Faulty data provided by the U.S. Census Bureau suggests fewer Americans are participating in workplace retirement plans than actually are, according to new research from the non-partisan Employee Benefits Research Institute.
The Annual Social and Economic Supplement to Current Population Survey, which is conducted every two years by the Census Bureau, provides annual estimates on retirement plan participation. The survey also provides a primary source for estimates on retiree income.
In 2014, the Census Bureau redesigned its questionnaire, resulting in a dramatic 11 percent drop in the number of Americans that said they participated in a workplace retirement plan between 2013 and 2015.
The tweaked data showed that 9 million fewer Americans were invested in a workplace plan between 2013 and 2015.
The Census Bureau redesigned its questionnaire to improve on past surveys that underreported pension income. According to EBRI, the new questionnaire improved the accuracy of pension-income reporting.
But it also produced numbers on plan participation that deviate substantially from other government data.
According to the Census Bureau, in 2015 only 50 percent of full-time, private-sector wage and salary workers at firms with 500 or more employees participated in a retirement savings plan.
For the same year, data from the Bureau of Labor Statistics’ National Compensation Survey shows 76 percent of workers at firms with 500 or more employees participated in a plan.

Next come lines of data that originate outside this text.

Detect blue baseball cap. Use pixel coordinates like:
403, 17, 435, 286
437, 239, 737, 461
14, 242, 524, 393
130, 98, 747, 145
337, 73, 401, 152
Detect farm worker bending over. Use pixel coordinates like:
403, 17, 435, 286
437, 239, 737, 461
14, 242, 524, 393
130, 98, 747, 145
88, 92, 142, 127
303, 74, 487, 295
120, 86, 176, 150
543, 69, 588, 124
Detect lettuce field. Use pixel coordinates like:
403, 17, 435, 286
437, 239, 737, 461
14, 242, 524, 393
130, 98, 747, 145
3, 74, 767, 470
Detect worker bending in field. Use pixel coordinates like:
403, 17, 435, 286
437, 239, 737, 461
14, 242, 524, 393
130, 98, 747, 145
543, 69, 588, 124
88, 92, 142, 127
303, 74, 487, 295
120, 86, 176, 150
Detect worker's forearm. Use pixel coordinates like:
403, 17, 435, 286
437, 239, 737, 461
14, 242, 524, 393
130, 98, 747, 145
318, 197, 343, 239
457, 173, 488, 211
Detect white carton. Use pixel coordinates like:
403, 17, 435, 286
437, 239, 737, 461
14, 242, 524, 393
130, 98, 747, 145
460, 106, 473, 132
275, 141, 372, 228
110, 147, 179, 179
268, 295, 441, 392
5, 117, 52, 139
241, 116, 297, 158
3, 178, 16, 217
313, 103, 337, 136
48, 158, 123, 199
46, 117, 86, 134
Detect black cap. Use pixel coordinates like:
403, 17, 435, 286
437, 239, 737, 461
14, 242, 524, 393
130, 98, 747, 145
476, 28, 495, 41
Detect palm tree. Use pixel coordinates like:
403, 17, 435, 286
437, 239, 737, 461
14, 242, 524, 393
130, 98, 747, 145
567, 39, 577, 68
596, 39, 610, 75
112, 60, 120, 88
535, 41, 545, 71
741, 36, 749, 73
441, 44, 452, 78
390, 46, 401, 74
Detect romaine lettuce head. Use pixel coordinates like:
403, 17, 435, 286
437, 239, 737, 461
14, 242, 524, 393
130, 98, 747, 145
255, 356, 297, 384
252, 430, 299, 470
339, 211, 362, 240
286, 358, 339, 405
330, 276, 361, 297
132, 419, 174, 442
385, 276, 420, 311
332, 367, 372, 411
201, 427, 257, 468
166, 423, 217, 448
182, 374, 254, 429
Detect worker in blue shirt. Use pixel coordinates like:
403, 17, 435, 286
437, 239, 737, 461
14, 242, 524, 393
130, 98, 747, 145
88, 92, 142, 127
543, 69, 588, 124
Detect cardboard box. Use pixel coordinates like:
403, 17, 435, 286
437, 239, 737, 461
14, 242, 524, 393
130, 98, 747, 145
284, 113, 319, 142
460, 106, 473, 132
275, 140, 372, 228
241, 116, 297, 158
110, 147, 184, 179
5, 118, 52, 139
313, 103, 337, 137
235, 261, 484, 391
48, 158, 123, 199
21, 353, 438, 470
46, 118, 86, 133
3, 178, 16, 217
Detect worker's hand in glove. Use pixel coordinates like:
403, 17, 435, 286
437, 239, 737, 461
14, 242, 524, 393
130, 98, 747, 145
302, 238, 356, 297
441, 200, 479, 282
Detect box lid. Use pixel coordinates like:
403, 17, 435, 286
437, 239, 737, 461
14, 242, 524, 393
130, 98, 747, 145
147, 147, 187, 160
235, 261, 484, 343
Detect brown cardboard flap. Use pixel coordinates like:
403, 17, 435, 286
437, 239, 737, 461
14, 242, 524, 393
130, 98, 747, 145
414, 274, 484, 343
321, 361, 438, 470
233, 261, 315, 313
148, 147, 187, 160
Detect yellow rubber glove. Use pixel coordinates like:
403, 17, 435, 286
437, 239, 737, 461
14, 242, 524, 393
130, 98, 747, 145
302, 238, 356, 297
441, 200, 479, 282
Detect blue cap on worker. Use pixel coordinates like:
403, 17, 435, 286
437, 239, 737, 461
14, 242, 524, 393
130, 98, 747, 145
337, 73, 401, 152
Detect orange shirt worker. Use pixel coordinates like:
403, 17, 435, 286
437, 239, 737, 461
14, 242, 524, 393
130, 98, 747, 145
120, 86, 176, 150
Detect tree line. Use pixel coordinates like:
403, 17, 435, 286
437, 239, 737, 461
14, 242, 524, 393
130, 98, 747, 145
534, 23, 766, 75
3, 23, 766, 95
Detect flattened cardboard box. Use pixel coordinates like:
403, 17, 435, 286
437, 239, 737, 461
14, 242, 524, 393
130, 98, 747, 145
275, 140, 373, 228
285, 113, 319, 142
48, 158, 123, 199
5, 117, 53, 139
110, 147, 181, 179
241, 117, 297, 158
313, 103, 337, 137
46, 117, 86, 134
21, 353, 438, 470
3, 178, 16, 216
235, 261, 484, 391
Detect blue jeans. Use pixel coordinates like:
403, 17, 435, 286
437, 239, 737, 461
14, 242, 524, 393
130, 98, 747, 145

“The estimates from the most recent (Census Bureau) surveys could easily be misconstrued as an erosion in coverage, as opposed to an issue with the data,” says EBRI’s report.
The revised estimates show declines in plan participation across all age cohorts. And participation dropped across all income levels. For higher earners making more than $75,000, the percentage of participation dropped nearly 16 percentage points between 2013 and 2015, from about 71 percent to roughly 55 percent, according to the revised survey.
The adjusted results show lower participation in the public sector labor force, and among employers of all sizes. For employers with fewer than 10 workers, participation dropped from about 16 percent to 13 percent between 2013 and 2015.
For employers with 50 to 100 employees, participation dropped from 42 percent to 33.5 percent.
All told, the Census Bureau’s revised survey shows the number of full-time wage and salary workers between the ages 21 and 64 participating in a plan dropped from 51.4 million in 2013 to 42.2 million in 2015.
EBRI’s report says the combined declines between 2013 and 2015 were “far larger than found for any other two-year period, even larger than during periods of high unemployment.”
The revised survey included detailed questions on pension and retirement plan participation used to better determine retirees’ incomes, but that new data was not incorporated in the data used to determine retirement plan participation, EBRI says.
In effect, the new retirement plan questions addressed to retirees are not made available in the Census Bureau’s public data set.
By making that data publicly available, a more accurate estimate of participation rates could be reached by combining the results from the income questions with the plan participation questions, says EBRI.
EBRI says the Census Bureau has no plans to revise its questionnaire.
Unless modifications are made to the Census Bureau’s Current Population Survey, “using the CPS for estimating the participation in pension and other retirement plans will provide misleading and inaccurate estimates and conclusions,” EBRI’s report says.